Corriere della Sera, 1 dicembre 2015
Tanti auguri a Woody Allen, l’ottantenne – sempre giovane – di Manhattan
Se l’età si potesse misurare dall’energia (e da quello che produce) Woody Allen avrebbe diritto a una consistente riduzione anagrafica. Invece oggi festeggia il suo ottantesimo compleanno, probabilmente senza interrompere le riprese del suo nuovo film ma anche senza sforare l’orario di lavorazione perché come ha spesso ripetuto la sera vuole passarla a casa sua. Magari a guardare una partita di basket in tv.
È l’ennesima dimostrazione di un distacco e di una «leggerezza» rispetto alle cose del mondo (e della professione) che è diventata una delle sue immagini di marca, il segno di una genialità che passa attraverso l’ironia, il divertimento, la costante capacità di scherzare su sé e sugli altri. Ma che rischia anche di sminuirne il valore e il significato. Perché l’«allenismo», quella strana – e perversa – miscela di comicità e disincanto, di sarcasmo e divertimento, si è spesso rivelato una specie di luogo comune che ha finito per annullare la ricchezza e la varietà dei suoi film dietro l’etichetta di un autore condannato a una carriera tanto gratificante quanto ripetitiva, fatta di gag autobiografiche, di ironie sull’ebraismo, di sessuofobia incrostata di psicoanalisi.
E invece il suo valore e soprattutto la sua lucidità e giovinezza intellettuale, nonostante le candeline da accendere, si possono misurare proprio dalla capacità che ha saputo dimostrare nel cogliere temi profondi e necessari, nell’affrontare alcuni dei nodi più complessi e urgenti con cui la nostra cultura ha dovuto fare i conti. Anzi, proprio questa sensibilità «extracinematografica» – perché indipendente e slegata da ogni fascinazione cinefila – mi sembra la sua qualità maggiore, testimonianza indubitabile del fatto che Woody Allen, anche quando si «riposa» a casa, riflette sul mondo che lo circonda e su quello che lo agita. Con l’entusiasmo e l’intelligenza (e l’ironia) di chi non si fa per niente schiacciare dagli anni che passano.
Quando si pensa alla sua carriera, tornano subito in mente quei cinque o sei film: Io e Annie, Manhattan, Zelig, Hannah e le sue sorelle. Poi il più recente Match Point, forse Midnight in Paris. E l’ultimo, quello che deve ancora arrivare (questa volta si chiama Irrational Man e in Italia uscirà fra una decina di giorni). Si ricordano le battute, i tic, le angosce del protagonista e così si finisce per trascurare quello che invece sta diventando sempre più importante nel cinema di Woody Allen, la capacità di leggere le contraddizioni della realtà.

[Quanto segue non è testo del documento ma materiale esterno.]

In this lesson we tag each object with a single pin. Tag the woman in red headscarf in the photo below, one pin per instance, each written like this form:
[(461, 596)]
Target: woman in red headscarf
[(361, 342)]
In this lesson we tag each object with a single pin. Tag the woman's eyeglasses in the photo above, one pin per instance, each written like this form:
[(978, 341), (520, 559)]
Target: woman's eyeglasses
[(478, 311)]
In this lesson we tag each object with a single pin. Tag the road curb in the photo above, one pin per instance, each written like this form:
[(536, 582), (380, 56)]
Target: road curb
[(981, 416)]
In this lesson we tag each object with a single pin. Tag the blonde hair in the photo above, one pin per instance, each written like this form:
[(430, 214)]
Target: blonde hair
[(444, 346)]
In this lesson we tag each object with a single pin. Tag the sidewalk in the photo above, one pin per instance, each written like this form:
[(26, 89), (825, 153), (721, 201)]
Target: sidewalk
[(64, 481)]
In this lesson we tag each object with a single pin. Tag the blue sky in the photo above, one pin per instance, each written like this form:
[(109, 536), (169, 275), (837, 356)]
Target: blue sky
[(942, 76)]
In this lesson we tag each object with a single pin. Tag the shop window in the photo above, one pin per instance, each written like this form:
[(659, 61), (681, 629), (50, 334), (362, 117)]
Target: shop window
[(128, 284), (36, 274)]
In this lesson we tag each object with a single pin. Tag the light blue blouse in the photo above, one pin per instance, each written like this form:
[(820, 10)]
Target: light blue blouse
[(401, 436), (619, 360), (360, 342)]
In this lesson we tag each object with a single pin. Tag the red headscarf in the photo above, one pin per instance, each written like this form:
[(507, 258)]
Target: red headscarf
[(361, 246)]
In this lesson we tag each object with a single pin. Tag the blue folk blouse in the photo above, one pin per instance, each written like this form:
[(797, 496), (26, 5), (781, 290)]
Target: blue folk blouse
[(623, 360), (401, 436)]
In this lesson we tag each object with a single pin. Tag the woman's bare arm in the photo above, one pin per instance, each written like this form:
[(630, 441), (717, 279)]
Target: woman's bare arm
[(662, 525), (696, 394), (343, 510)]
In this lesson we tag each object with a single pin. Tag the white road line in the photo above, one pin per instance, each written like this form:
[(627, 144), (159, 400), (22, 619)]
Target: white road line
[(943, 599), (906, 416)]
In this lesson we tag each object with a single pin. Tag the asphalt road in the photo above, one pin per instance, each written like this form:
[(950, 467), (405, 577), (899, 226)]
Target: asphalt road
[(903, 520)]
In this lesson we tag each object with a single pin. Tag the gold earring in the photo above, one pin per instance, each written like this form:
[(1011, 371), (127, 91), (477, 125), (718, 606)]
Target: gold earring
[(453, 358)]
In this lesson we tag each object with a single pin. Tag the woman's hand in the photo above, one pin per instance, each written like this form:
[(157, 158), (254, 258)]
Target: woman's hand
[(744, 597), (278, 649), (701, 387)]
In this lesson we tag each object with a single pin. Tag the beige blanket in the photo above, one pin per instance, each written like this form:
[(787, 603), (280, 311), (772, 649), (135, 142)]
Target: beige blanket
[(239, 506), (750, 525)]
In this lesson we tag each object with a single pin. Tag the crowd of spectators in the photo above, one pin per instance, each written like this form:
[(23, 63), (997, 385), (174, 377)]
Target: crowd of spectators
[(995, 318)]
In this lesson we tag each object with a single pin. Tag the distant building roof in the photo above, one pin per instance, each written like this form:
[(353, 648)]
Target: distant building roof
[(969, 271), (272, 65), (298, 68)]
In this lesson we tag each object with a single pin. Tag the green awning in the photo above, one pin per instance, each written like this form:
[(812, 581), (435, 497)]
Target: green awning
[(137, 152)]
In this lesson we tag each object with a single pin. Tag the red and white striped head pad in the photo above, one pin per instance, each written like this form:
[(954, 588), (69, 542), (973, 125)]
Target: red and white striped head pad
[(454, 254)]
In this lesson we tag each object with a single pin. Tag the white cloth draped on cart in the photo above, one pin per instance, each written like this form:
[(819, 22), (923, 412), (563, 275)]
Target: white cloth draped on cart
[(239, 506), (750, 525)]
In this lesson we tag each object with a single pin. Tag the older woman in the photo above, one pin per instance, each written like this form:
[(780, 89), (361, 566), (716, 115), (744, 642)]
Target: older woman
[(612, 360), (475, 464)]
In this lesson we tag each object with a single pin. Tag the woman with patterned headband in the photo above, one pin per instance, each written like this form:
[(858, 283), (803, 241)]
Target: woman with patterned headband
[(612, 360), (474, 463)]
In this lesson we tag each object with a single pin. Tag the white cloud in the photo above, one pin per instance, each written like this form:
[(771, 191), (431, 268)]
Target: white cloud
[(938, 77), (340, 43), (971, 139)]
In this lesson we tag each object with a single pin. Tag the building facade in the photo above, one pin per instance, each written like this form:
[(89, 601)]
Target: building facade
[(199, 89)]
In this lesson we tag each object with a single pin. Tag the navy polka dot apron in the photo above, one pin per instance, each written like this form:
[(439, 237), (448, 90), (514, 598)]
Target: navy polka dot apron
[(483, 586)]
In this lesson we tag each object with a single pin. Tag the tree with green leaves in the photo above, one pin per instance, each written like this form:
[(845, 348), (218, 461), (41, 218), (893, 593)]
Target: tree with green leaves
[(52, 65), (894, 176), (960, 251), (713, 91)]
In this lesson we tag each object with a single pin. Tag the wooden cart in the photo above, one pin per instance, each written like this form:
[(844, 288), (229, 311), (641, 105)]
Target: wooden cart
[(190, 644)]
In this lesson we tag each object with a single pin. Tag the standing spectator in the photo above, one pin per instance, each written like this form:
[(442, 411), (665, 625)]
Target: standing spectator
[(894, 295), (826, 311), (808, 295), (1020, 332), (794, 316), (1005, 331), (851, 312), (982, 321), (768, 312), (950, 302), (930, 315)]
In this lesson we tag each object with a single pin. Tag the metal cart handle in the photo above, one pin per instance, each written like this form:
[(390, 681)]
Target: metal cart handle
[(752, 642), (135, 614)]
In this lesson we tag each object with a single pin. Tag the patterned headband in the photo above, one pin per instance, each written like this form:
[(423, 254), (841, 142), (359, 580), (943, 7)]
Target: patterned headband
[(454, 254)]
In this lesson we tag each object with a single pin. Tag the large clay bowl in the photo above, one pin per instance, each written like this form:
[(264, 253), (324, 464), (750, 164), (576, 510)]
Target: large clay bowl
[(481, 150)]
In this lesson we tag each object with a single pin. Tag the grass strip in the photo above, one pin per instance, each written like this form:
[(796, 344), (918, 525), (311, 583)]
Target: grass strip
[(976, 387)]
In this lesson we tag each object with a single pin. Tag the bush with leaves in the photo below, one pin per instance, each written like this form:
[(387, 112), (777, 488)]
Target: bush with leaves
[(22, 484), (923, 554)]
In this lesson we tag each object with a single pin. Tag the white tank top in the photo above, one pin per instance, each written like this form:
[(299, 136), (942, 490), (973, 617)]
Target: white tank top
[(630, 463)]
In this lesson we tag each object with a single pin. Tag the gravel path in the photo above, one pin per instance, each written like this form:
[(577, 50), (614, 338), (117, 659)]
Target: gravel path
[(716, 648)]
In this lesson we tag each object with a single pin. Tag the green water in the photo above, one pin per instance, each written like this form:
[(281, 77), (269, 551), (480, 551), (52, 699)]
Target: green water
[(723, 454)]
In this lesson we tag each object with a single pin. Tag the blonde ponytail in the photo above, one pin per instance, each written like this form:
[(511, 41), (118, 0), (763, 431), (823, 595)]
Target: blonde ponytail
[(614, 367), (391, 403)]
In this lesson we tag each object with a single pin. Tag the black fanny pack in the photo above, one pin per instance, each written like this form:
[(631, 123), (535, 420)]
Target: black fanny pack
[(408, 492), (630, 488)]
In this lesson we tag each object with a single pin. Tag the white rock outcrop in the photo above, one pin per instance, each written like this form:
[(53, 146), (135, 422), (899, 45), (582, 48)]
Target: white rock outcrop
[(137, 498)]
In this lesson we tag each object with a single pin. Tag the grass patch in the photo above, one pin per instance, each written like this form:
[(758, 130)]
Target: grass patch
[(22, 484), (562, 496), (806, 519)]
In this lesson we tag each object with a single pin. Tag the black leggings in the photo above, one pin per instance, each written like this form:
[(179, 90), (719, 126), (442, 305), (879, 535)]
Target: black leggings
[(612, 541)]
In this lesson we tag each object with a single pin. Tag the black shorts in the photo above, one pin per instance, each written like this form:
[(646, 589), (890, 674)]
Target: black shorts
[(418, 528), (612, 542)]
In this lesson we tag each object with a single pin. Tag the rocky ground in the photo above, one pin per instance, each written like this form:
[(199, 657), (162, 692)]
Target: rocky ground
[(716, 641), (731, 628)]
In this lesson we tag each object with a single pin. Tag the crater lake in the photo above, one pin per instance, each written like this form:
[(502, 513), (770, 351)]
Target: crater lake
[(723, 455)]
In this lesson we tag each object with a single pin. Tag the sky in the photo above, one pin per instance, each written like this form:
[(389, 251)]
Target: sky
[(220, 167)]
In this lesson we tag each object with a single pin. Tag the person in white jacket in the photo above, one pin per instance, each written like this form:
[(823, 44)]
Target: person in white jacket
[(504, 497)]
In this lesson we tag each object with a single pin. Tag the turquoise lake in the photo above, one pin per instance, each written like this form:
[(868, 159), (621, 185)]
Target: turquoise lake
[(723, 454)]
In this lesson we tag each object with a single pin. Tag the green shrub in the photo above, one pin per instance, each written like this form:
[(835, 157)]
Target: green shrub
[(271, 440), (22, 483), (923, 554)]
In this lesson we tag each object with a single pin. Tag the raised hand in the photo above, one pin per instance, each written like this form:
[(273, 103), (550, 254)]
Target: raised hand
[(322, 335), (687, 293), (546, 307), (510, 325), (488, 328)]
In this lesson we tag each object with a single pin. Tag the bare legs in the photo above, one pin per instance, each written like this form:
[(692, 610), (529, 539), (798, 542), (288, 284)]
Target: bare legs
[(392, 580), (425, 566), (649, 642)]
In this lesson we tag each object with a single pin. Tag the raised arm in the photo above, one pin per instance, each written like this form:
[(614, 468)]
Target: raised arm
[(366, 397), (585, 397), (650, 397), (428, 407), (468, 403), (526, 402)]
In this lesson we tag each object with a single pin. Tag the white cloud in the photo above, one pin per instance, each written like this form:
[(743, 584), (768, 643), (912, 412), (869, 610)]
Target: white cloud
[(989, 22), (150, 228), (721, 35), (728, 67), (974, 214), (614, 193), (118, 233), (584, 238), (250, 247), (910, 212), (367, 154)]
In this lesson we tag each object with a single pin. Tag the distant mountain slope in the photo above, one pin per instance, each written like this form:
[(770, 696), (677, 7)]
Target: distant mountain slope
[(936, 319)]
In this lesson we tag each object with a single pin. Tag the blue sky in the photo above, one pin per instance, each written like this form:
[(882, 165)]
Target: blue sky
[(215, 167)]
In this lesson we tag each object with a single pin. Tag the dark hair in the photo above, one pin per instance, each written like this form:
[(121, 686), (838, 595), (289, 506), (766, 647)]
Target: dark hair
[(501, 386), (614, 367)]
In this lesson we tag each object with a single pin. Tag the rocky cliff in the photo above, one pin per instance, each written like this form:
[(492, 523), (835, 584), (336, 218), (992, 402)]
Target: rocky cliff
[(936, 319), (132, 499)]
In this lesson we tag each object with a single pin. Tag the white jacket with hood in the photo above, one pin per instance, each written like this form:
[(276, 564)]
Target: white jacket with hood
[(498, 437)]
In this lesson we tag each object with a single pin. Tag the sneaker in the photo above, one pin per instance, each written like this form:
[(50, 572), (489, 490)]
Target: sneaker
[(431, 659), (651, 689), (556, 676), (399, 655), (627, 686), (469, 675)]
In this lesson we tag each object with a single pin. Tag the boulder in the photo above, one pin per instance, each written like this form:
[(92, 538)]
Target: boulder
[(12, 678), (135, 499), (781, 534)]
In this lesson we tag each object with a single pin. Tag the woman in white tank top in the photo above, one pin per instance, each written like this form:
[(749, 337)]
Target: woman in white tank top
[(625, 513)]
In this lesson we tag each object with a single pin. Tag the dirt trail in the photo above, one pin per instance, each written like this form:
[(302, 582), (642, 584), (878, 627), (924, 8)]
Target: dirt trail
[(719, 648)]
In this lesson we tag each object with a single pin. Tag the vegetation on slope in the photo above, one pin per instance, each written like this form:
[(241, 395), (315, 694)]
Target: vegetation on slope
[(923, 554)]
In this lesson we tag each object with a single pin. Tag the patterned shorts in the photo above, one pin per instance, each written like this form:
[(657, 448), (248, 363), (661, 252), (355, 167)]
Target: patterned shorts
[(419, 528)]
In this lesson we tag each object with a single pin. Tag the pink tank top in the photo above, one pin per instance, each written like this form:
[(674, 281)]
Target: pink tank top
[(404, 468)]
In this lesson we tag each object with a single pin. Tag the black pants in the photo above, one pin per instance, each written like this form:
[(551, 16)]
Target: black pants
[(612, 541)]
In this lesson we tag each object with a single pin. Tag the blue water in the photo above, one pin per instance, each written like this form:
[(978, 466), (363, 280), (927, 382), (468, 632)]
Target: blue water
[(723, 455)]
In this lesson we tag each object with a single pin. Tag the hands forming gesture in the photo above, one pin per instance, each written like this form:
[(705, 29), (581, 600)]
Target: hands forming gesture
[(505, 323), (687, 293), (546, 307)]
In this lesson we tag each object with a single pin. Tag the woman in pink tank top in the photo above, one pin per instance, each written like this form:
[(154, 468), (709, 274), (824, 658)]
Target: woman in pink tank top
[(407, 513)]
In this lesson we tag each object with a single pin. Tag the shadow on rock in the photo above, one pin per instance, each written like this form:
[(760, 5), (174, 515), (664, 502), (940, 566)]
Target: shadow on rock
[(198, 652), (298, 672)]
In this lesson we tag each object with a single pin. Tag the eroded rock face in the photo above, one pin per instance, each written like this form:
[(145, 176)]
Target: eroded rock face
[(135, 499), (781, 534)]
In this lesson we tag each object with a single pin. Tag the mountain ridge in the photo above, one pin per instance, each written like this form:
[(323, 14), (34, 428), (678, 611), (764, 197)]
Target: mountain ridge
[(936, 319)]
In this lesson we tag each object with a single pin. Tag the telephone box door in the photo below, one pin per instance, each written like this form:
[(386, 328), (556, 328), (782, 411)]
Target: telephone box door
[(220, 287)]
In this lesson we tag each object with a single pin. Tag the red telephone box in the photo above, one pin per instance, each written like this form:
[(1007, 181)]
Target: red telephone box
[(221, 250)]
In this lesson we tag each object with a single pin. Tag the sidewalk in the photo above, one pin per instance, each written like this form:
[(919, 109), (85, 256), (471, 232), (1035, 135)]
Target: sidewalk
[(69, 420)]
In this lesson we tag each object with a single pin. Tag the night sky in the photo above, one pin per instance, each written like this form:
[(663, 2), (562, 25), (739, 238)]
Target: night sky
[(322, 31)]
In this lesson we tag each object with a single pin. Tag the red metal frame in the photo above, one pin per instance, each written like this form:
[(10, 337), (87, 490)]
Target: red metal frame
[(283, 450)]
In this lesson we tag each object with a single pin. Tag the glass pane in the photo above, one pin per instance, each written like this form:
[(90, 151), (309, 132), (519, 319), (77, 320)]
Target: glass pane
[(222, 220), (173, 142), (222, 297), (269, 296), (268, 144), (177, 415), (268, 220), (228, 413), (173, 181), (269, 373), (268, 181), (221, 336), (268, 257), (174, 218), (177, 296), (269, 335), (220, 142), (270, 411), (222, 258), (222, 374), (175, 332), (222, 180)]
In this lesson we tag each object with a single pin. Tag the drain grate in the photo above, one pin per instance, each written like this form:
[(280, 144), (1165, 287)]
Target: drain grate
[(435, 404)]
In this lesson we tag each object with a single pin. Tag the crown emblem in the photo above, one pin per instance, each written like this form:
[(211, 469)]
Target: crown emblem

A cominciare dal primo film, Prendi i soldi e scappa, ritratto senza sconti di un uomo schiacciato da una società che non vuole accettarlo per quello che è (un timido) e che lo spinge ad assumere un ruolo non suo, quello di un aggressivo criminale (finendo per dover scontare otto secoli di galera). E se all’inizio la paura della propria inadeguatezza lo spinge ad anticipare le catastrofi che teme gli succedano (di solito di tipo sentimentale, abbandonando chi invece sarebbe ancora disposto a credere in lui. Fulminante la battuta finale di Manhattan : «Bisogna avere un po’ di fiducia nelle persone»), con gli anni la sua riflessione si è spostata sui condizionamenti e gli ostacoli che la società mette alla umana ricerca della felicità (o di qualcosa che le si avvicini): l’incapacità di fare i conti col passato ( Settembre, Un’altra donna ), la cecità umana di fronte ai temi della morale ( Mariti e mogli, Ombre e nebbia, Match Point ), la fragilità del successo ( Pallottole su Broadway, Hollywood Ending, Anything Else ), la presenza del dolore e del male nel mondo ( Broadway Danny Rose, ancora Ombre e nebbia, ancora Match Point, Sogni e delitti ), la sconfitta dei propri sentimenti ( Mariti e mogli, La dea dell’amore, il geniale Basta che funzioni, Incontrerai l’uomo dei tuoi sogni ) per arrivare con l’ultimissimo Irrational Man ad interrogarsi sui limiti delle proprie azioni e della voglia di «correggere» le storture del mondo.
Ridendo, spesso, ma anche chiedendo – a se stesso e allo spettatore – di riflettere su quello che ci circonda, che ci condiziona, che ci spinge in una direzione o in un’altra. Per ricordarci che non si può sognare sempre di fuggire e di nascondersi in un mondo o un’epoca migliore (come pensa di poter fare il protagonista di Midnight in Paris), ma che bisogna guardare negli occhi la realtà e farci i conti.
Nonostante gli anni e le paure. E la voglia di buttarla in ridere.